# CoCo is limping & holding leg up



## hotel4dogs (Sep 29, 2008)

poor guy, and poor you.
Did you check his toenails really really carefully? Sometimes they will split a toenail, which can be quite painful and hard for you to see.


----------



## BayBeams (Jan 3, 2010)

Every time I read about a limping dog I think the worst. I hope the rescue gives you the ok to get Coco checked out. I don't have any suggestions, just good wishes for a quick resolution.


----------



## GoldensGirl (Aug 2, 2010)

Dogs can sprain or even break at toe, which is quite painful for them as it is for us. This happened to Charlie when he was about 3 months old. After discussing options, I persuaded our vet to put a cast on his foot without doing the x-ray. The vet thought it was a bit weird to put on a cast without a firm diagnosis, but my thought was that the cast would help to reduce pain, whether or not a bone is broken, though it wouldn't be "standard practice" for a sprain. Given his cast, Charlie resumed his puppy playfulness and zooms, and his foot was fine when we took the cast off after a few weeks.

I hope you get good news from the rescue and your vet. :crossfing:crossfing:crossfing


----------



## goldencontriever3 (Nov 7, 2008)

Poor CoCo Hope you hear from the rescue soon so you can take him to the vet. I know how worried you must be while you wait. Prayers for you and CoCo. Hoping it is nothing major. Please let us know how CoCo is doing.

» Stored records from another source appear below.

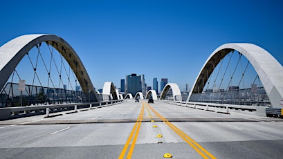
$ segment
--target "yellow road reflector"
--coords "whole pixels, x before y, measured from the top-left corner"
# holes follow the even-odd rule
[[[172,155],[170,153],[165,153],[163,155],[163,158],[172,158]]]

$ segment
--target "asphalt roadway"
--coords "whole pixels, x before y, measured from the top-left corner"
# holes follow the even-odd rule
[[[0,121],[0,158],[283,158],[282,119],[144,102]]]

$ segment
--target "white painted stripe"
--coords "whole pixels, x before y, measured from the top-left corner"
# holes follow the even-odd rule
[[[99,117],[96,117],[96,118],[92,118],[91,120],[95,120],[95,119],[97,119],[97,118],[98,118]]]
[[[66,129],[70,129],[70,127],[66,127],[66,128],[64,128],[64,129],[63,129],[58,130],[58,131],[55,131],[55,132],[51,133],[50,133],[50,135],[53,135],[53,134],[55,134],[55,133],[57,133],[61,132],[61,131],[64,131],[64,130],[66,130]]]
[[[23,123],[21,123],[21,124],[28,124],[28,123],[31,123],[31,122],[37,122],[37,121],[32,121],[32,122],[23,122]]]
[[[234,126],[232,126],[232,125],[230,125],[230,124],[226,124],[227,126],[229,126],[229,127],[232,127],[232,128],[235,128],[235,129],[240,129],[240,130],[243,130],[243,129],[241,129],[241,128],[238,128],[238,127],[234,127]]]
[[[6,127],[0,127],[0,129],[6,128]]]

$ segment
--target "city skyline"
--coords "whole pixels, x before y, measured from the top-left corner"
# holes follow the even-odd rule
[[[119,87],[131,73],[145,74],[149,86],[166,77],[182,91],[192,88],[207,58],[226,43],[255,44],[282,64],[282,2],[225,2],[4,1],[0,46],[26,34],[58,35],[97,90],[109,81]]]

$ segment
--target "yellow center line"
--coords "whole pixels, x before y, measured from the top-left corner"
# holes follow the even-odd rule
[[[129,144],[130,144],[131,141],[132,140],[133,138],[133,135],[134,133],[135,133],[134,136],[134,139],[132,140],[132,142],[131,144],[131,147],[129,148],[128,154],[127,156],[127,158],[131,158],[131,155],[133,153],[134,151],[134,149],[135,147],[135,144],[136,142],[136,139],[138,138],[138,132],[140,131],[140,125],[141,125],[141,122],[143,121],[143,113],[144,113],[144,104],[143,104],[142,106],[142,109],[140,111],[140,115],[138,118],[137,121],[135,123],[135,125],[134,126],[133,129],[131,130],[131,132],[128,138],[128,140],[126,142],[126,144],[124,146],[124,148],[122,149],[120,156],[119,156],[119,159],[122,159],[124,158],[125,155],[126,154],[127,150],[128,149],[129,147]]]
[[[190,146],[191,146],[199,155],[201,155],[203,158],[216,158],[213,155],[194,141],[192,138],[190,138],[187,134],[177,128],[175,125],[169,122],[166,118],[160,115],[156,111],[155,111],[149,104],[146,103],[150,109],[161,118],[168,127],[170,127],[174,131],[175,131],[181,138],[183,138]]]

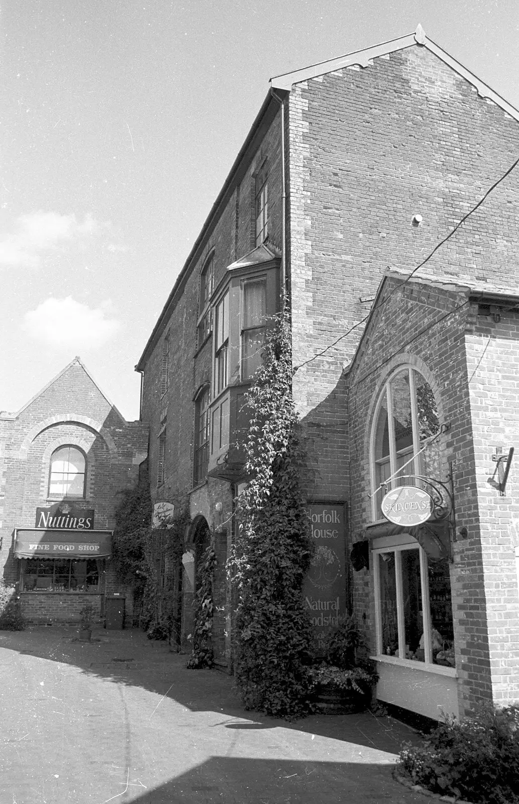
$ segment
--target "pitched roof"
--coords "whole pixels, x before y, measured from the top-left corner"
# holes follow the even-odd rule
[[[113,404],[113,403],[111,401],[111,400],[109,400],[108,397],[106,396],[106,394],[100,388],[99,385],[97,384],[97,383],[96,382],[96,380],[94,379],[94,378],[92,377],[92,375],[91,375],[90,371],[86,367],[86,366],[84,365],[84,363],[82,362],[81,359],[79,356],[76,356],[76,357],[74,358],[73,360],[71,360],[71,362],[69,363],[67,363],[67,365],[65,366],[65,367],[63,369],[62,369],[61,371],[59,372],[59,374],[56,374],[55,377],[53,377],[52,379],[51,379],[51,381],[48,382],[47,384],[47,385],[44,385],[43,388],[41,388],[38,392],[38,393],[35,394],[35,396],[32,396],[31,399],[30,399],[28,402],[26,402],[26,404],[22,408],[20,408],[20,409],[18,411],[17,411],[16,413],[6,413],[5,411],[2,411],[0,412],[0,416],[2,418],[6,418],[6,419],[16,419],[16,418],[18,418],[18,416],[21,413],[22,413],[23,411],[26,410],[26,408],[28,408],[30,404],[32,404],[32,403],[35,401],[35,400],[37,400],[39,396],[41,396],[42,394],[44,393],[47,391],[47,388],[50,388],[51,385],[54,385],[54,384],[55,382],[57,382],[58,379],[59,379],[60,377],[63,377],[63,375],[64,374],[66,374],[67,371],[68,371],[68,370],[72,366],[75,366],[75,365],[78,365],[78,366],[81,367],[81,368],[83,369],[83,371],[84,371],[84,373],[87,375],[87,376],[89,378],[89,379],[91,380],[91,382],[92,382],[93,384],[96,386],[96,388],[99,391],[99,392],[101,395],[101,396],[103,396],[106,400],[106,401],[110,405],[110,407],[112,408],[112,409],[117,414],[117,416],[119,416],[121,417],[121,421],[124,421],[125,423],[126,420],[123,416],[122,413],[120,412],[120,411],[116,408],[116,406]]]
[[[335,72],[343,68],[360,66],[368,68],[373,65],[373,59],[381,55],[387,55],[389,53],[394,53],[396,51],[403,50],[404,47],[410,47],[419,45],[427,47],[427,50],[434,53],[435,55],[441,59],[442,61],[448,64],[462,78],[472,84],[478,94],[483,98],[492,100],[497,105],[501,106],[507,114],[519,121],[519,110],[501,97],[497,92],[494,92],[488,84],[482,81],[473,72],[468,70],[459,61],[453,59],[439,45],[430,39],[425,35],[425,31],[421,25],[419,25],[414,34],[407,34],[406,36],[400,36],[396,39],[390,39],[388,42],[382,42],[381,44],[366,47],[364,50],[354,51],[353,53],[347,53],[345,55],[338,56],[336,59],[330,59],[328,61],[321,61],[317,64],[310,64],[304,67],[300,70],[294,70],[292,72],[285,72],[280,76],[275,76],[271,78],[271,85],[275,89],[290,90],[292,84],[306,81],[311,78],[318,78],[327,72]]]

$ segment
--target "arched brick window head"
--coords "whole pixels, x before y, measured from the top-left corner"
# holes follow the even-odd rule
[[[87,459],[81,449],[66,445],[51,456],[49,497],[83,498],[85,494]]]
[[[375,494],[377,519],[382,518],[384,489],[419,485],[416,475],[439,478],[439,441],[427,445],[427,439],[439,431],[438,408],[431,386],[410,367],[398,370],[384,387],[374,420],[374,491],[384,484]]]

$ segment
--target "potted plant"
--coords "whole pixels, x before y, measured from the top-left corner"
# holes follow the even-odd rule
[[[92,638],[92,626],[94,619],[94,607],[92,603],[85,603],[80,611],[80,634],[83,642],[89,642]]]
[[[365,647],[354,618],[346,615],[328,638],[321,663],[310,670],[314,708],[345,713],[368,708],[378,676],[367,652],[358,655]]]

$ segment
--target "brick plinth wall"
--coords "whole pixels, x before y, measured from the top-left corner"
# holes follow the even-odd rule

Give him a big hug from us.


----------



## Jax's Mom (Oct 16, 2009)

I hope you get to the bottom of Coco's limping soon and that its not hing serious.


----------



## BeauShel (May 20, 2007)

Tim held him still while I trimmed his hair around his foot and I checked his nails. Nothing seems hurt. Still havent heard from the rescue but did hear back from the vet and they suggested giving him some tramadol until I can bring him in on Monday. This is one of the things I hate about fostering. they have to approve all vet visits. Plus the vet closed at 11. So we will have to wait until monday.


----------



## Finn's Fan (Dec 22, 2007)

Carol, Rimadyl is an anti-inflammatory as well as an analgesic (pain relief) and can be used along with the Tramadol. I hope some rest will make Coco's sore foot all better by Monday.


----------



## BeauShel (May 20, 2007)

Well I heard from the rescue, she had her 98 year old Mom's condo flood so she had to rush over to take care of it. It has been an hour since I gave him the tramadol so I will wait alittle while and give him the rimadyl in a short time. He is snuggled next to me on the couch. I picked him up and put him on the couch. Might even put Beau's harness on him to help him walk because it seems like walking just hurts so much, so if I had the harness, I could help him walk by holding him up.


----------



## Bob Dylan (Mar 31, 2009)

Poor baby, I hope the tramadol and rimadyl will help CoCo with his problem. ((HUGS))


----------



## BeauShel (May 20, 2007)

Here are some pictures of CoCo from November


----------



## tessalover (Nov 29, 2009)

CoCo is one handsome boy! Hope you feel better soon CoCo!


----------



## Claire's Friend (Feb 26, 2007)

Oh what a sweetie pie he is. Please feel better in the morning Coco !!!!


----------



## fostermom (Sep 6, 2007)

What a good looking boy. How's he doing today?


----------



## BeauShel (May 20, 2007)

We was better when he first got up but that was normal after sleeping all snuggled next to me all night. But once he started walking on it today, he was limping again. But not as pronounced as yesterday. He did try to play with Bama outside which I put a stop to right away. Then he went and laid on the patio pouting. What a long face he made at me.


----------



## coppers-mom (Jan 9, 2009)

I hope the vet gets to the bottom of CoCo's problem quickly.


----------



## BeauShel (May 20, 2007)

I too CoCo to the vet this morning. They did xrays on his foot and leg to make sure nothing was broken, and nothing was. He gave him a light sedation as when he was moving his toes around and trying to clip his hair between his toes, he was crying and whimpering really bad as it hurt, so he did it for safety sakes. The vet thinks that CoCo may have had something stuck in his foot but it either came out on it's own or his licking got it out. His licking has caused an infection between his toe and is very painful. They gave him a shot and put a antibiotic pack wrapping his foot up till Thursday when he goes back. 
He has been dozing almost all day since then. And looks so sad.


----------



## Jax's Mom (Oct 16, 2009)

I'm glad nothing was broken. Wishing Coco a quick recovery!


----------



## Claire's Friend (Feb 26, 2007)

Poor boy, hope he feels better soon!


----------



## Karen519 (Aug 21, 2006)

*CoCo*

Carol

CoCo is beautiful!! Hope he feels better soon and gald they gave him antibiotics for the infection!!


----------



## mygoldenkids (Oct 4, 2010)

The sleep is good--it will give him time to heal. I'm sure he'll be better in no time!


----------



## goldencontriever3 (Nov 7, 2008)

Poor CoCo. Glad it was nothing too serious. Hope he heals quickly! Give him a hug from us!


----------



## Neeko13 (Jul 10, 2010)

Hoping CoCo is doing better! He sure is a cutie!! hUGS big guy!!:wavey:


----------



## Maxs Mom (Mar 22, 2008)

Glad that is all it might be. Nothing more serious and I can imagine how much that would hurt. 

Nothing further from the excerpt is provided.